Declarative API#

The Param library allows expressing the parameters of a class (or a hierarchy of classes) completely independently of a GUI implementation. Panel and other libraries can then take those parameter declarations and turn them into a GUI to control the parameters. This approach allows the parameters controlling some computation to be captured specifically and explicitly (but as abstract parameters, not as widgets). Then thanks to the @param.depends decorator (similar to @panel.depends but for use in Parameterized classes without any dependency on Panel), it is then possible to directly express the dependencies between the parameters and the computation defined in some method on the class, all without ever importing Panel or any other GUI library. The resulting objects can then be used in both GUI and non-GUI contexts (batch computations, scripts, servers).

The parameterized approach is a powerful way to encapsulate computation in self-contained classes, taking advantage of object-oriented programming patterns. It also makes it possible to express a problem completely independently from Panel or any other GUI code, while still getting a GUI for free as a last step. For more detail on using this approach see the how-to guides on declarative UIs with Param.

Pros:#

  • Declarative way of expressing parameters and dependencies between parameters and computation

  • Information about parameter types and allowed ranges is stored directly with the code that uses it, making it easier for programmers to reason about the core code and to detect issues with user-provided values.

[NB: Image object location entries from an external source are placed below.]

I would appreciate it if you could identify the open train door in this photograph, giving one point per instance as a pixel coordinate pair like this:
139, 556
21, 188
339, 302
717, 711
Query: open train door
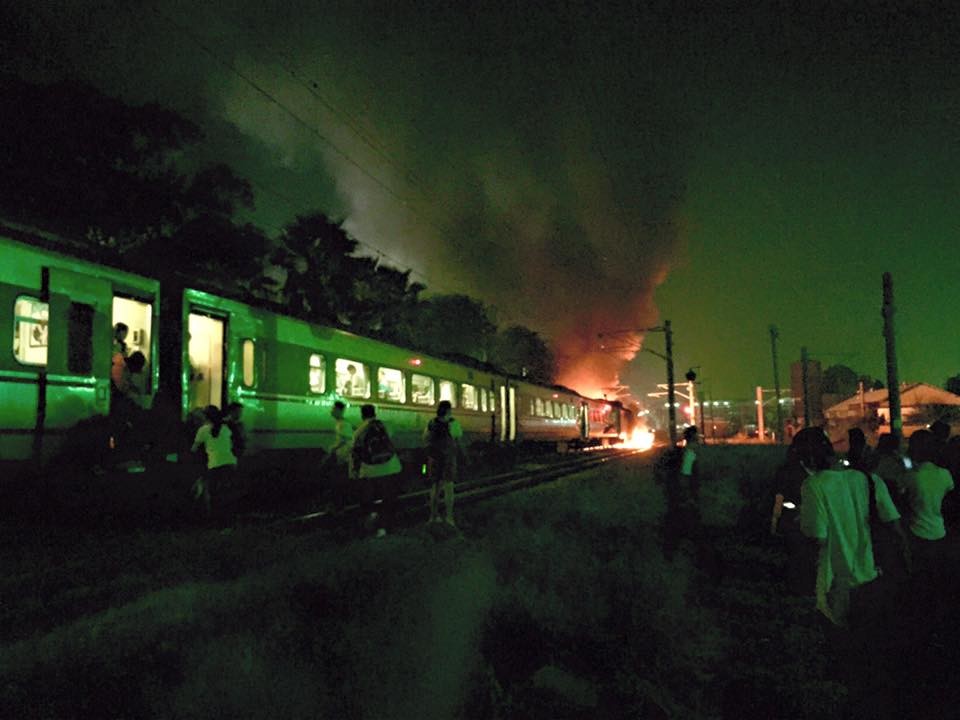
207, 360
504, 415
508, 409
73, 359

  • Like the reactive API, the resulting core code is not tied to any particular GUI framework and can be used in other contexts as well

  • Compared to the reactive API, the core code itself can also be updated and improved without necessarily needing any changes to the GUI code, because the GUI code rarely needs to encode detailed information about the core code.

Cons:#

  • Requires writing Python classes, which are not otherwise commonly used in data science

  • Less explicit about widgets to use for each parameter; can be harder to customize behavior than if widgets are instantiated explicitly

Explanation#

In this model we declare a subclass of param.Parameterized, declare the parameters we want at the class level, make an instance of the class, and finally lay out the parameters and plot method of the class.

Example#

import hvplot.pandas
import param

from bokeh.sampledata.autompg import autompg

columns = list(autompg.columns[:-2])

class MPGExplorer(param.Parameterized):

    x = param.Selector(objects=columns)
    y = param.Selector(default='hp', objects=columns)
    color = param.Color(default='#0f0f0f')

    @param.depends('x', 'y', 'color') # optional in this case
    def plot(self):
        return autompg.hvplot.scatter(self.x, self.y, c=self.color, padding=0.1)

explorer = MPGExplorer()

import panel as pn
pn.Row(explorer.param, explorer.plot)

Note how only the very last two lines involve Panel at all, and that they do not include any information about the underlying Parameters or their types. That way the GUI code can be maintained fully independently from the rest of the code, without complex linkages like encoding the list of columns at both the code level and the GUI level. In a small app like this the benefit is minimal, but in a large, complex codebase, being able to build a GUI that is not tightly tied to the underlying code makes it much easier to focus on what the code does separately from how the GUI looks.